问题
I'm trying to user Solr with Nutch on a Windows Machine and I'm getting the following error:
Exception in thread "main" java.io.IOException: Failed to set permissions of path: c:\temp\mapred\staging\admin-1654213299\.staging to 0700
From a lot of threads I learned, that hadoop wich seems to be used by nutch does some chmod magic that will work on unix machines, but not on windows.
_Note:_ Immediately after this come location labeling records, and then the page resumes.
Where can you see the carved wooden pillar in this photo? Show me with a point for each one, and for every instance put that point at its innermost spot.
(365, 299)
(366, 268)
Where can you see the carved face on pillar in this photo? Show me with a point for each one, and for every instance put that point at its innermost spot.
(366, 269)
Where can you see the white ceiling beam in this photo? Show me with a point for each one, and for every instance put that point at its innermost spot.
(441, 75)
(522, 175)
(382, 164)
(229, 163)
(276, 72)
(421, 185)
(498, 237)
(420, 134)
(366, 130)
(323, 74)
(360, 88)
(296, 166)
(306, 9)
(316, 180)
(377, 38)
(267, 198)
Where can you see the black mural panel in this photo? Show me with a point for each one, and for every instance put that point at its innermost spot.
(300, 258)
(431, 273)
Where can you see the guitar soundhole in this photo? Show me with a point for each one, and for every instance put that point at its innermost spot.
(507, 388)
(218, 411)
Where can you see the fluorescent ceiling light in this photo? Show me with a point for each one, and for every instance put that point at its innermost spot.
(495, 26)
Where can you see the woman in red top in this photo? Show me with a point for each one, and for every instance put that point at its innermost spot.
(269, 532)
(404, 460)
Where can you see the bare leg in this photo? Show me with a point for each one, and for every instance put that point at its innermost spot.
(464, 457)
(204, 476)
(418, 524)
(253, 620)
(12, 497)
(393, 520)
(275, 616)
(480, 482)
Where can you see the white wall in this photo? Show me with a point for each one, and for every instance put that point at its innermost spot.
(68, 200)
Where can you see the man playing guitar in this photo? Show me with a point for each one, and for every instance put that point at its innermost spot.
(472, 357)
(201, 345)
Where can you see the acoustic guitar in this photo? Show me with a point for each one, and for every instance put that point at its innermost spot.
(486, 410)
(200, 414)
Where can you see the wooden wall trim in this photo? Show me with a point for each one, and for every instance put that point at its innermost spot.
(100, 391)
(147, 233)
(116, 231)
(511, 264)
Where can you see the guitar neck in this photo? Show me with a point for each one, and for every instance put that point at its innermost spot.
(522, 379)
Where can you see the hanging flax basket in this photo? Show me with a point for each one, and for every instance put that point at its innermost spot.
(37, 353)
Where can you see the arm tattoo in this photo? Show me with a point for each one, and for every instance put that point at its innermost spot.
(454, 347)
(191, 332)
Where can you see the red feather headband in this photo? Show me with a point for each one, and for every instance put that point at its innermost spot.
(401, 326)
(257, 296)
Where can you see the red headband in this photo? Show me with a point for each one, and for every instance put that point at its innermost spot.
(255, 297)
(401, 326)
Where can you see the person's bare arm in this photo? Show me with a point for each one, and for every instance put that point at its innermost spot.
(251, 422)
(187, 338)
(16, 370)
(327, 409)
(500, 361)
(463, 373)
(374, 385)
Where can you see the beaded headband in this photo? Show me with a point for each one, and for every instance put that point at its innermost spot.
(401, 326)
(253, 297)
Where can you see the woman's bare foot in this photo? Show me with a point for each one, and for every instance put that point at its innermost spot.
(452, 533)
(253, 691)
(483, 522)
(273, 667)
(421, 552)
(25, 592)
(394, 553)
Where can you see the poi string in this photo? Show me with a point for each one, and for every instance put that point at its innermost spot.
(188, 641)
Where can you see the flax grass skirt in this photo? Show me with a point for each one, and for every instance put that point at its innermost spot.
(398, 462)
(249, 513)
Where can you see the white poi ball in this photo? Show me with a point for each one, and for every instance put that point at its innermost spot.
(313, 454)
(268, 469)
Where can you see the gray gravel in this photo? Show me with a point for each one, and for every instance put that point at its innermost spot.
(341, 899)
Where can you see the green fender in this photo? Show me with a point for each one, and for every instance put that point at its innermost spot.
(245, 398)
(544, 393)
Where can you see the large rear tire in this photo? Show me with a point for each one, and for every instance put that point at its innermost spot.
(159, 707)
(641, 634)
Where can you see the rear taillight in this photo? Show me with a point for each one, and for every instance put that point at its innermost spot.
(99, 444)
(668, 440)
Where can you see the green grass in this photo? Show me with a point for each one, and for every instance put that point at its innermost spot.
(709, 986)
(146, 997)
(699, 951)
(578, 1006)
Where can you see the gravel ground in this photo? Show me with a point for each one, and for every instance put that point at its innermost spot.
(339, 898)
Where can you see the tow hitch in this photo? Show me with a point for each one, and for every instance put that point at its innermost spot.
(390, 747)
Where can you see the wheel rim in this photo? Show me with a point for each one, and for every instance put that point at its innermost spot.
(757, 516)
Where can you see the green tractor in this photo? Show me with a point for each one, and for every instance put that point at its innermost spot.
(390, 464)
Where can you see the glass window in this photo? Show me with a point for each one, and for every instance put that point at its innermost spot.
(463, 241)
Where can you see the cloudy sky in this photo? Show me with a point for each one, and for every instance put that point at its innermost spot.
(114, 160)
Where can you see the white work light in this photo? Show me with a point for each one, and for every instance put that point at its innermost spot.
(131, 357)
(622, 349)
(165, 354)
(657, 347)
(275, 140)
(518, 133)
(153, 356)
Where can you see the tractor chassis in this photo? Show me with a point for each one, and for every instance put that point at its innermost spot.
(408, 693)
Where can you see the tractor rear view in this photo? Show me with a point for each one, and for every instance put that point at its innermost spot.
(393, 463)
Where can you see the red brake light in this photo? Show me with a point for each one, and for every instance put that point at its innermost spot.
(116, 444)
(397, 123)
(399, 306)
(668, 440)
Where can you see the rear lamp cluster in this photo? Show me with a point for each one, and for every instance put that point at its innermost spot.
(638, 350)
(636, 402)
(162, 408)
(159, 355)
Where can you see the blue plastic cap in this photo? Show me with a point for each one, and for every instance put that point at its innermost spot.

This problem exists for more than a year now. I found one thread, where the code line is shown and a fix proposed. Am I really them only one who has this problem? Are all others creating a custom build in order to run nutch on windows? Or is there some option to disable the hadoop stuff or another solution? Maybe another crawler than nutch?
Thanks a lot. Boris
Here's the stack trace of what I'm doing....
admin@WIN-G1BPD00JH42 /cygdrive/c/solr/apache-nutch-1.6
$ bin/nutch crawl urls -dir crawl -depth 3 -topN 5 -solr http://localhost:8080/solr-4.1.0
cygpath: can't convert empty path
crawl started in: crawl
rootUrlDir = urls
threads = 10
depth = 3
solrUrl=http://localhost:8080/solr-4.1.0
topN = 5
Injector: starting at 2013-03-03 17:43:15
Injector: crawlDb: crawl/crawldb
Injector: urlDir: urls
Injector: Converting injected urls to crawl db entries.
Exception in thread "main" java.io.IOException: Failed to set permissions of path: c:\temp\mapred\staging\admin-1654213299\.staging to 0700
at org.apache.hadoop.fs.FileUtil.checkReturnValue(FileUtil.java:689)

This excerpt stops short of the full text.